R.M.
Bribe her. Money, or some toy, or something she really wants. At 5 years old, I think a bribe will work wonders.
My daughter had an accident at the preschool and from that point on ( she was about 2 1/2) she refuse to go to the toilet to poop. She is scare of the toilet. At the beginning she will put a diaper but since last year I jut told her that she had to go. Now she is doing poop in her panties. The other day I forced her to the toilet and she start to scream. I do not know what to do
Bribe her. Money, or some toy, or something she really wants. At 5 years old, I think a bribe will work wonders.
Oh dear God, don't EVER hit a child over toileting issues. It doesn't matter if it's a control issue, disobedience, disrespect, willful, accidental, whatever. If it's not already a traumatic situation, it will be if you add spanking and hitting over toileting. That's seriously some of the worst and most ridiculous advice I've ever seen.
Advice you can actually use: There does seem to be a power struggle going on just from your brief description. There's a medical term for it because at her age it's abnormal and in fact, after age 3 it's abnormal. It's called Toilet Training Resistance/Refusal. In nearly all instances it's intentional rather than due to a neurological or biological issue.

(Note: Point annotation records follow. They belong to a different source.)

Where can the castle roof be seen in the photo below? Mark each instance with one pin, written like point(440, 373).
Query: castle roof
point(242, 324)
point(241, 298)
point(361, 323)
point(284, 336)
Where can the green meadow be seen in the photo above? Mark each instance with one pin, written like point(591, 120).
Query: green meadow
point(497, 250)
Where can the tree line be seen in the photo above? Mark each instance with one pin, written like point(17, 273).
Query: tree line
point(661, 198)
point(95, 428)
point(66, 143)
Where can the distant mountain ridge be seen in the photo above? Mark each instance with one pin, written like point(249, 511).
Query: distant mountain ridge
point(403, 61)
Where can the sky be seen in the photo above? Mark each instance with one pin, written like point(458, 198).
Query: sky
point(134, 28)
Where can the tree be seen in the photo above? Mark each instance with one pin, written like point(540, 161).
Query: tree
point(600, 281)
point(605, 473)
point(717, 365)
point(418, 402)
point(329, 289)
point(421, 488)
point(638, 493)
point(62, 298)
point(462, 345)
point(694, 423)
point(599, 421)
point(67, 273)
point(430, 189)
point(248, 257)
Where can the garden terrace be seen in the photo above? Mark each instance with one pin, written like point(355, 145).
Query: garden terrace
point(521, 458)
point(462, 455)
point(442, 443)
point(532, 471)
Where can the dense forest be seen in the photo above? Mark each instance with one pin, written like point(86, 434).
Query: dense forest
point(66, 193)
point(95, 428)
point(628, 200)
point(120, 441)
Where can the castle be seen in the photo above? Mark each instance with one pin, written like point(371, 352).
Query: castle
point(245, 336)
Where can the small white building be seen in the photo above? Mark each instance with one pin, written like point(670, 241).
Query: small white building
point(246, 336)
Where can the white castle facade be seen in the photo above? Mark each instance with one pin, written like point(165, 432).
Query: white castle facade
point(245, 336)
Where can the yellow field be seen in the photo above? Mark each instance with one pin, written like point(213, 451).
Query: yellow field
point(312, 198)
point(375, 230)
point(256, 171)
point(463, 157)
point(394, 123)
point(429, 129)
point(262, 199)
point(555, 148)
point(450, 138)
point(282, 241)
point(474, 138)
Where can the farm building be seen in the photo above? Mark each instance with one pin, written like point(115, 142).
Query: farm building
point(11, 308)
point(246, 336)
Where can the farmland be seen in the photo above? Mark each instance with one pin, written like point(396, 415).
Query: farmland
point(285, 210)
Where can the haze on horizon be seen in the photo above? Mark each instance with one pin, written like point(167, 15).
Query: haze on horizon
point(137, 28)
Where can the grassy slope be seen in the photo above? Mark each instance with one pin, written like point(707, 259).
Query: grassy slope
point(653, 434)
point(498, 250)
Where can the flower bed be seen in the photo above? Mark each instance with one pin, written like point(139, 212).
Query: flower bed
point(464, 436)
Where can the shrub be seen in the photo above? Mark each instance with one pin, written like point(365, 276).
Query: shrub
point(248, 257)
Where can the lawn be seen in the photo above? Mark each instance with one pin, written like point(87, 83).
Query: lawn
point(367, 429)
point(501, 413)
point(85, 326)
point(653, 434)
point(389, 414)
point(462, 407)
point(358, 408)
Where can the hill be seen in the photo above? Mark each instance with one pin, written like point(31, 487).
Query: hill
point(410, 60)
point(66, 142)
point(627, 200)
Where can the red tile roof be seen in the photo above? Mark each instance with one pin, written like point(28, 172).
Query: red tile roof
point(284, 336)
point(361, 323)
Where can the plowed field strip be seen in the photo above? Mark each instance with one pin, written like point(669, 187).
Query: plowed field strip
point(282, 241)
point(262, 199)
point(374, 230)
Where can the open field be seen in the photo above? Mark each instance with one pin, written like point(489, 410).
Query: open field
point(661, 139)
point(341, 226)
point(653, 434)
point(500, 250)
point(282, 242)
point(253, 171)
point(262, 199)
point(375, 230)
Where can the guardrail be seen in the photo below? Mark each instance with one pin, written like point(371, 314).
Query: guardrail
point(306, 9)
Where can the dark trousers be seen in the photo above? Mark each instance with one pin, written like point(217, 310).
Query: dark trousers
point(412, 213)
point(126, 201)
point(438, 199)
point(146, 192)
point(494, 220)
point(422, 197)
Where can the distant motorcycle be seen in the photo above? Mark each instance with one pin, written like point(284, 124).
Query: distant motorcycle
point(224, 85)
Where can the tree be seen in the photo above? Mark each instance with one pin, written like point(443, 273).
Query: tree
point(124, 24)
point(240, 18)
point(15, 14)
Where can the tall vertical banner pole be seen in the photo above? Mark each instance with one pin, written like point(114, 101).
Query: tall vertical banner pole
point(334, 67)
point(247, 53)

The best thing to do is to make using the toilet entirely your daughter's responsibility. Stop reminding her. Stop providing her with the clean clothes. Stop cleaning up after her. She's old enough to not need reminders; she can go get her own clean clothes and clean up after herself. The issues surrounding pooping in her pants have to become inconvenient to her, so that using the toilet is HER idea and using the toilet is more convenient for her.
You have to tell her that you're no longer going to remind her or clean up after her, and that using the toilet for peeing and pooping is completely her responsibility. Tell her what's expected of her, and stand back to watch.
But also talk with her about incentives. Talk with her about the positives, but she has to be able to express what's positive about toileting... cleanliness, keeping clothes clean, more privileges, stickers showing progress on the calendar, and maybe after she's earned enough stickers she can earn a prize at the end of the week.
No punishments for accidents.
At five she should be able to verbalize.
As long as you let her do this she will continue. She has you trained to do what she wants.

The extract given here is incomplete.